From defining market position to managing media visibility, taking charge in crisis situations, supporting portfolio holdings, improving investor outreach, safekeeping reputations, and handling the needs of highly successful hedge fund executives, Walek & Associates has pioneered the design and execution of public relations campaigns to support hedge funds. Walek & Associates handles all aspects of integrated communications, including traditional media relations, crisis communications, deals and transactions, social media, SEO and web content and design.
“As we’ve seen countless times, across industries, reputation is the lifeblood of a brand. Faced with bet-the-company litigation, a company quickly finds out how sturdy its reputation is. Firms in the financial services industry are especially vulnerable to reputational exposure. Investment principal is typically the direct product of a lifetime of hard work by individuals and businesses.

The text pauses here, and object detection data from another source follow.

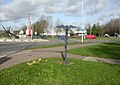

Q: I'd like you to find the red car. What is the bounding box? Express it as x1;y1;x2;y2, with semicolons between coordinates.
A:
86;35;97;39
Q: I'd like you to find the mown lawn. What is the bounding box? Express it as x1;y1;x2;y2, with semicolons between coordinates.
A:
0;58;120;85
68;42;120;59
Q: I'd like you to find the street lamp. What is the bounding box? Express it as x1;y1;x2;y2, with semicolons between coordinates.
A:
56;25;77;64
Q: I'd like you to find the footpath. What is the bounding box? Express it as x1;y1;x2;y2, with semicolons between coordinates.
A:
0;43;120;69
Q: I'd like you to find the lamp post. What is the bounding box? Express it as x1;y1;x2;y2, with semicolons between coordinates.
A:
56;25;77;64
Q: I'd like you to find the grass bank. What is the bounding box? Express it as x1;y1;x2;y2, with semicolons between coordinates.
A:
26;42;82;50
68;42;120;59
0;58;120;85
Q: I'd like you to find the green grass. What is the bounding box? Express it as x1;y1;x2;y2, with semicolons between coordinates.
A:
97;37;120;40
26;42;82;50
0;58;120;85
68;42;120;59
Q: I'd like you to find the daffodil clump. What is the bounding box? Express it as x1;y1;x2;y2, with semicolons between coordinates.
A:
27;58;42;66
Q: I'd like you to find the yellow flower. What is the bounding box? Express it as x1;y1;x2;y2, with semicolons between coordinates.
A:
32;61;36;64
38;58;42;61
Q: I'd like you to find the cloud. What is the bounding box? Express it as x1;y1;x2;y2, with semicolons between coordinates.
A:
114;0;120;7
0;0;39;20
0;0;119;23
85;0;108;14
110;9;120;18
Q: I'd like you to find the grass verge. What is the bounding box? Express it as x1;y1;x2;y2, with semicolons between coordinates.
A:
68;42;120;59
0;58;120;85
26;42;83;50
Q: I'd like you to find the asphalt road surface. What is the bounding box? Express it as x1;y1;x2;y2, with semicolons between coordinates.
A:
0;39;80;57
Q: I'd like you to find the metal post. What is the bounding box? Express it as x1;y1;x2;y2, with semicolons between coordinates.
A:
63;28;68;64
82;0;83;43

“In today’s highly regulated financial services industry, the thoughtful cultivation of a brand is essential. Sustaining that brand through comprehensive, ongoing reputation management is job one. Hedge funds that find themselves in the cross-hairs of an investigation or highly public dispute aren’t just managing a crisis. They’re managing a reputation,” says Walek.

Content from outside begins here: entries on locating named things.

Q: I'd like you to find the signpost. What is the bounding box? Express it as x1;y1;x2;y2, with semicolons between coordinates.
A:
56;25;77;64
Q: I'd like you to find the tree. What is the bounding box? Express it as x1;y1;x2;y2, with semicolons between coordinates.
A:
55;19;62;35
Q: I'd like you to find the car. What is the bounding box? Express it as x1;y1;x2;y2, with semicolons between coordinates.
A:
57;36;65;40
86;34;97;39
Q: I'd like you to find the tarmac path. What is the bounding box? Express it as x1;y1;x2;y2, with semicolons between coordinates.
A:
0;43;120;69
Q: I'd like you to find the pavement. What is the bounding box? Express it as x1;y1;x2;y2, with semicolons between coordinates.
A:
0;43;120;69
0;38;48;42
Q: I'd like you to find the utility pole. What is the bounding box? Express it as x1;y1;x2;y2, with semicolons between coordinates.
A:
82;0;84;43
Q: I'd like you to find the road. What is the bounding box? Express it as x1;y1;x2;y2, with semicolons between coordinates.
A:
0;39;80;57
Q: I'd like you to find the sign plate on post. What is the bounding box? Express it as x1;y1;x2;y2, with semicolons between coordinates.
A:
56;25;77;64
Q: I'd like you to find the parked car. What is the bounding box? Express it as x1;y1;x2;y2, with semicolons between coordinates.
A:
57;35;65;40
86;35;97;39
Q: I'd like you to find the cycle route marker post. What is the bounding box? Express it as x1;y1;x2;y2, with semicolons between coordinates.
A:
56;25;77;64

The advent of the JOBS Act in the US has brought reputation and its critical role in brand building into even sharper relief as we look at what’s ahead for hedge funds.
In a recent white paper entitled “Risk off: What Hedge Funds Need To Do About The JOBS Act,” Walek asserts that hedge fund managers must focus on understanding the JOBS Act, on what it allows, and get to work now formulating the best course of action to take in anticipation of these changes.
“Regardless of whether or how a firm responds to the JOBS Act, the industry itself will change in the months and years ahead. The essential role of reputation and its place in forging a sustainable brand will remain at the heart of this industry.”
Last year, Walek & Associates launched Walek Brand Asset, which Walek says is part of virtually every client and prospect strategy. “We have been advocating for and providing a brand-focused approach to marketing and communications among hedge fund managers for more than a decade. While performance, non-correlation, diversification, risk management and capital preservation are, and must remain, cornerstones of the industry, selling performance is not a viable long-term business strategy for hedge fund managers. Walek Brand Asset is the first of its kind in the industry and formalises our approach and our service offering.”
Walek notes that they are seeing product developments related to the new freedoms that the JOBS Act will allow: “We are seeing and managing communications around mergers and acquisitions throughout the asset management sector that are driven by the changing marketing environment for hedge funds, of which the JOBS Act is one element.”
Inevitably, the JOBS Act will open many doors for hedge fund managers, and as Walek asserts: “We will remain at the forefront of these developments.”